Make for Data Science

What is make?

make is a command-line program of the same pedigree & importance as classic UNIX programs like grep and ssh.

A powerful tool that has stood the test of time, make is readily available in Linux and MacOS as a shell program. Originally used as a build automation tool for making files, make can be used with any workflow that involves running shell programs.

This post shows how to use classic tool in a modern data science project:

  1. why use a Makefile in a data science project,
  2. the important elements of a Makefile,
  3. develop a data pipeline Makefile to ingest and clean data.

1. Why make for Data Science?

make is a great tool for data science projects - it provides:

  1. workflow documentation,
  2. a central point of execution,
  3. intelligent re-execution.

Documentation

Documenting your project is a basic quality of a good data project.

A Makefile serves as executable documentation of what your project does.

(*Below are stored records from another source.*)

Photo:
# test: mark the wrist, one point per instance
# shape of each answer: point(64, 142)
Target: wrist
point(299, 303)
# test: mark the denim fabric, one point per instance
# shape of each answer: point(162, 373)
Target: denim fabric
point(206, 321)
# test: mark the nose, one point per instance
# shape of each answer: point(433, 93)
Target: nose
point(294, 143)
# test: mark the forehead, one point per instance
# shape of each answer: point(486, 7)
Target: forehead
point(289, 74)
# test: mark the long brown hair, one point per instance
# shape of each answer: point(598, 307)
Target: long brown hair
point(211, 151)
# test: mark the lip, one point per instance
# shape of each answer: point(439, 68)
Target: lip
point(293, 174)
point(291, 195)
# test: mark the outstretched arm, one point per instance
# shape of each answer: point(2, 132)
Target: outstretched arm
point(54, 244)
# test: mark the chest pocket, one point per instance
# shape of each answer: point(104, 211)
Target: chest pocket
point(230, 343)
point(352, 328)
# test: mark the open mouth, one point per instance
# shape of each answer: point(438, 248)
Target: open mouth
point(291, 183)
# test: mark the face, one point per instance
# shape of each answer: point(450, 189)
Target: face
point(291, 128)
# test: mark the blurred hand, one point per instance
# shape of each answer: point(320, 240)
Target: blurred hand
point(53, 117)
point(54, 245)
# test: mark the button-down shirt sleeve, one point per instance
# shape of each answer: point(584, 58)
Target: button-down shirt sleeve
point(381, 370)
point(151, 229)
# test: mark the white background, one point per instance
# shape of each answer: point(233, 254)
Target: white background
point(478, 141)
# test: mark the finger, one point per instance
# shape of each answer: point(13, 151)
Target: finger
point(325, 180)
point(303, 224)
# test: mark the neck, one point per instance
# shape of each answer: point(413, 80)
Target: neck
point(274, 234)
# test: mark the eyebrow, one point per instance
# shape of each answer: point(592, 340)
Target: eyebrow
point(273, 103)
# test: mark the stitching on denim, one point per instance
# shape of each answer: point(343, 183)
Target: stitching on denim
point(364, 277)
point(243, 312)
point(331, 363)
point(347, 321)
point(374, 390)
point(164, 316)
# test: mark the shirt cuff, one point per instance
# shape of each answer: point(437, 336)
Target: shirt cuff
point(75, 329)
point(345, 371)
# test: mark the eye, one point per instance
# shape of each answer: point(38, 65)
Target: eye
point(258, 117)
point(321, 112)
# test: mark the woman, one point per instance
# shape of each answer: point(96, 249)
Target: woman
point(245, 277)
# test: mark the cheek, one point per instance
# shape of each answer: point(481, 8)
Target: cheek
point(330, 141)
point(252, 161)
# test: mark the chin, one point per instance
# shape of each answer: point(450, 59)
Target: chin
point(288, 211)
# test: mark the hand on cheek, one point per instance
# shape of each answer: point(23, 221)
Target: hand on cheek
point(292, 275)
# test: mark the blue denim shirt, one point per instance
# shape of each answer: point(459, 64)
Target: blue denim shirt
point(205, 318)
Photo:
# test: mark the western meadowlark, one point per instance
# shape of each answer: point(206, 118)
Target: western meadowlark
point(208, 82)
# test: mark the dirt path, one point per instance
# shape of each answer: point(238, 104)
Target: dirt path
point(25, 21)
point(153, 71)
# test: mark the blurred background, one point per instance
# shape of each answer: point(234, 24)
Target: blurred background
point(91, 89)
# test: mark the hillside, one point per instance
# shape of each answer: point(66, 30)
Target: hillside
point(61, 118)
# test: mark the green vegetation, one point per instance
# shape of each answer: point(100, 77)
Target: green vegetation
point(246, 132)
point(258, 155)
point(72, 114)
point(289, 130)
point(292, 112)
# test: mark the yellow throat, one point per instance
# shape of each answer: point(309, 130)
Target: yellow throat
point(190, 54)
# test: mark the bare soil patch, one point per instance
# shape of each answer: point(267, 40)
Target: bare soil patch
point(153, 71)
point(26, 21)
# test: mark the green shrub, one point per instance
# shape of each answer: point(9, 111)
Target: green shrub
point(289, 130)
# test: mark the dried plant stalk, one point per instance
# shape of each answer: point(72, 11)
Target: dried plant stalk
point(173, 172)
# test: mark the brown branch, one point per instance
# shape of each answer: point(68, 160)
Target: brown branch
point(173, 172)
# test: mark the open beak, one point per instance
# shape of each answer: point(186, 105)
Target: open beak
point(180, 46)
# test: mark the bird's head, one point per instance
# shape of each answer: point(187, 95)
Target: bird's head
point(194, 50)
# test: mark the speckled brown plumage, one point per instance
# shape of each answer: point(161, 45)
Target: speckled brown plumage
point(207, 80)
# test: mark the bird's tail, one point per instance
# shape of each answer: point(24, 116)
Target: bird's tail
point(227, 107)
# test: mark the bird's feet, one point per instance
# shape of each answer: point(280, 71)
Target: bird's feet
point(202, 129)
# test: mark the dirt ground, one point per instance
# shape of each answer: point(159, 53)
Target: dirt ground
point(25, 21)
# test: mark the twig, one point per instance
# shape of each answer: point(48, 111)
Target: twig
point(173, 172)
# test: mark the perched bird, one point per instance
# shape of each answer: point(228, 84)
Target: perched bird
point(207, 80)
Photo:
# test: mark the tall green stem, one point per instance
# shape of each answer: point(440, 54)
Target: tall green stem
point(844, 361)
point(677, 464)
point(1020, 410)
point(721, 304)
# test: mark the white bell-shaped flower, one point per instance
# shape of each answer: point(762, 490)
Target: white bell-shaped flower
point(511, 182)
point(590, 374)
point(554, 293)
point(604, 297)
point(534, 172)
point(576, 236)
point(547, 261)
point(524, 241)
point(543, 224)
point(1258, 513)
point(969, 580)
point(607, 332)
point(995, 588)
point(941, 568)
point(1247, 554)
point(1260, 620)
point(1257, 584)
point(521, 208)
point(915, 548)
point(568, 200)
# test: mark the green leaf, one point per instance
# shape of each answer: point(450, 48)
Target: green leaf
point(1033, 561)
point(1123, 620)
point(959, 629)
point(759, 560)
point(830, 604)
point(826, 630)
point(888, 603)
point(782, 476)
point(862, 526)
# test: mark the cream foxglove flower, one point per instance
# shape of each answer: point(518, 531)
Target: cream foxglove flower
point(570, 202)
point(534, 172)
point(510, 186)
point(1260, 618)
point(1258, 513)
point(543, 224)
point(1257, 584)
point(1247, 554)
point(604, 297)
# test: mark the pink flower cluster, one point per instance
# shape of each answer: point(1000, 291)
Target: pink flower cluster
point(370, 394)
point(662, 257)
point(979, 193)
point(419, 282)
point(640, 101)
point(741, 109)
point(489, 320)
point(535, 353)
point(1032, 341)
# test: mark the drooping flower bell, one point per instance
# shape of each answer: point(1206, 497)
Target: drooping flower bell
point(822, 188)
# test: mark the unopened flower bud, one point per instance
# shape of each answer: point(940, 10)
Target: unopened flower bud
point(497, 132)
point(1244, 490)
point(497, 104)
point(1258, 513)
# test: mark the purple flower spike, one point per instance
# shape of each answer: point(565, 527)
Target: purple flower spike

Like any text file it's easy to track changes in source control.

Creating your pipeline as a sequence of make targets also naturally drives your pipelines to be modular - encouraging good functional decomposition of shell or Python scripts.

Central Execution

A Makefile tightly integrates with the shell. We can easily configure variables at runtime via either shell environment variables or via command line arguments.

The Makefile below has two variables - NAME and COUNTRY:

Makefile | makefile
.PHONY: all

all:
    echo "$(NAME) is from $(COUNTRY)"

We can set variables using two different methods:

  1. EXPORT name=adam - setting our variable NAME by to a shell environment variable,
  2. COUNTRY=NZ - our COUNTRY variable by an argument passed to the make command.
shell-session
$ export NAME=adam; make COUNTRY=NZ 
echo "$(NAME) is from $(COUNTRY)"
adam is from nz

We can also assign the output values of shell commands using:

makefile
VAR = $(shell echo value)

Intelligent Re-Execution

We have already seen the functionality of intelligent pipeline re-execution - it's a powerful way to not re-run code that doesn't need to run.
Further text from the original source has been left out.